BookmarkSubscribeRSS Feed
🔒 This topic is solved and locked. Need further help from the community? Please sign in and ask a new question.
left
Obsidian | Level 7

I try to set up several hash objects and be able to iterate through them with a "hash of hashes" object. I want to use the same dataset, but with different subsettings (where-clause empty or with some modifications). So I expect to load datasets with different sizes. 

 

For some reason the loaded "where"-clause is not in effect (see output screenshot below). I can't find the reason what I'm missing. 

 

 

data a;
    do id=1 to 50 by 1;
        value=19;
        output;
    end;
run;

data _null_;
    if 0 then set a;
    if _n_=1 then do;
        declare hash hoh(multidata: "yes");
        hoh.defineKey("table", "where");
        hoh.defineData("h", "table", "where");
        hoh.defineDone();
        declare hiter i_hoh("hoh");

        declare hash h();

        * For comparisons with input dataset --> "h" = rp19;
        table="a";
        where=" ";
        h = _new_ hash(dataset: catx(" ", table, where),
                       multidata: "no");
        h.defineKey("id");
        h.defineData(all: "yes");
        h.defineDone();
        hoh.add();

        table="a";
        where="(where=(id<20))";
        h = _new_ hash(dataset: catx(" ", table, where),
                       multidata: "no");
        h.defineKey("id");
        h.defineData(all: "yes");
        h.defineDone();
        hoh.add();

        table="a (where=(id>40))";
        where=" ";
        h = _new_ hash(dataset: catx(" ", table, where),
                       multidata: "no");
        h.defineKey("id");
        h.defineData(all: "yes");
        h.defineDone();
        hoh.add();
    end;
    * Iterate over "hash of hashes" object to reference the hash objects (rp19, rp23, rp49, rp79) like in an array;
    do while (i_hoh.next() = 0);
        rows = h.num_items;
        put (table rows) (=);
    end;
    stop;
run;

The log window gives me the following output:

 

 

image.png

 

1 ACCEPTED SOLUTION

Accepted Solutions
RichardDeVen
Barite | Level 11

You create a hash instance that memory leaks (albeit very small leak)
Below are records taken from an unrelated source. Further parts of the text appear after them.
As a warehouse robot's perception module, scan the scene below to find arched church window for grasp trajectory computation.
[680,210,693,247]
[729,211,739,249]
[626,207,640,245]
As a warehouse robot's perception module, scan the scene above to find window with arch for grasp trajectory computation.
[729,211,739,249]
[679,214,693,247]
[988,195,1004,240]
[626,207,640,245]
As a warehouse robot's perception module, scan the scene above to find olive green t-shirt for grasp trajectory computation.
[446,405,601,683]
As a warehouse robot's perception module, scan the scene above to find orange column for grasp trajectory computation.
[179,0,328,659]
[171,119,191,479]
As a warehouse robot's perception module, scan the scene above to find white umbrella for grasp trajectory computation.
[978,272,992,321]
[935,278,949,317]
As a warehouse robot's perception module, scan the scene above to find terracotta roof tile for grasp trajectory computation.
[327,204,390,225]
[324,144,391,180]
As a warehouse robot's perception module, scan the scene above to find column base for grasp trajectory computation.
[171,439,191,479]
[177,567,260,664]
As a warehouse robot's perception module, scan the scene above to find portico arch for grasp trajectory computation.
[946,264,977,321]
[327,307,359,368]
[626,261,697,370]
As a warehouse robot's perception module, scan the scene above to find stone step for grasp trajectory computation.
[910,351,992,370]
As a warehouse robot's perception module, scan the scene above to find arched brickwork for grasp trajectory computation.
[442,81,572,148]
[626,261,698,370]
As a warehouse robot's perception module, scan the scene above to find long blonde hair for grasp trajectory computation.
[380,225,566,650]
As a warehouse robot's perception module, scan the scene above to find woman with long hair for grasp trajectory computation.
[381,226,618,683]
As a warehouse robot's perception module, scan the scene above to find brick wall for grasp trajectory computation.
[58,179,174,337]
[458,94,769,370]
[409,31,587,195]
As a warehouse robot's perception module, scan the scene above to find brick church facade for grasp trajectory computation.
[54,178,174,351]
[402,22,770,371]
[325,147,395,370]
declare hash h();   * create uninitialized instance whilst adding to pdv;

In HoH the hash data element h only needs to be declared.  Of course, the _new_ instance must have occurred prior to .add() or .replace() time. So, simply declare the host reference, h, that will interact with your anonymous hashes.

declare hash h;    * add h, a hash reference, to PDV;

The table variable should be $41 to accommodate longest plain <libref>.<dataset>, that being $8 + $1 + $32.  If the table value is to further accommodate data set options you might want the length to be more like $200.  However, since the where clause is part of the key, you should exhibit discipline and assign only plain data set names to table and use the separate where, say $200, for loading subsets.

 

As stated elsewhere, the 'master' hash hoh does not need to be multidata in your situation.  Also, you do not need to repeatedly code table="<whatever>"; The value will not be altered by a prior hoh.add()

 

Example

data have;
    do id=1 to 50 by 1;
        value=19;
        output;
    end;
run;

data _null_;
    if 0 then set have;

    length table $41;
    length where $200;

    if _n_=1 then do;
        declare hash hoh();
        hoh.defineKey("table", "where");
        hoh.defineData("h", "table", "where");
        hoh.defineDone();

        declare hiter i_hoh("hoh");

        declare hash h;

        table="have";
        where=" ";
        h = _new_ hash(dataset: catx(" ", table, where), multidata: "no");
        h.defineKey("id");
        h.defineData(all: "yes");
        h.defineDone();
        hoh.add();

        where="(where=(id<20))";
        h = _new_ hash(dataset: catx(" ", table, where), multidata: "no");
        h.defineKey("id");
        h.defineData(all: "yes");
        h.defineDone();
        hoh.add();

        where="(where=(id>40))"; 
        h = _new_ hash(dataset: catx(" ", table, where), multidata: "no");
        h.defineKey("id");
        h.defineData(all: "yes");
        h.defineDone();
        hoh.add();
    end;

    do while (i_hoh.next() = 0);
        rows = h.num_items;
        put (table where rows) (=);
    end;

    stop;
run;

Log

NOTE: There were 50 observations read from the data set WORK.HAVE.
NOTE: There were 19 observations read from the data set WORK.HAVE.
      WHERE id<20;
NOTE: There were 10 observations read from the data set WORK.HAVE.
      WHERE id>40;
table=have where=(where=(id<20)) rows=19
table=have where=(where=(id>40)) rows=10
table=have where=  rows=50

 

View solution in original post

5 REPLIES 5
left
Obsidian | Level 7
The comment lines/ part of the comment lines can be ignored (non-relevant and maybe misleading):
--> * For comparisons with input dataset --> "h" = rp19;
--> (rp19, rp23, rp49, rp79)
FreelanceReinh
Jade | Level 19

Hi @left,

 

You just forgot to specify sufficient lengths for the character variables table and where, so that the intended values are truncated to one character.

For example:

length table where $20;

(but I'm sure you actually know that).

mkeintz
PROC Star

Also, I don't think you have any need for multidata:"yes" for hoh, once you have corrected the lengths of table and where.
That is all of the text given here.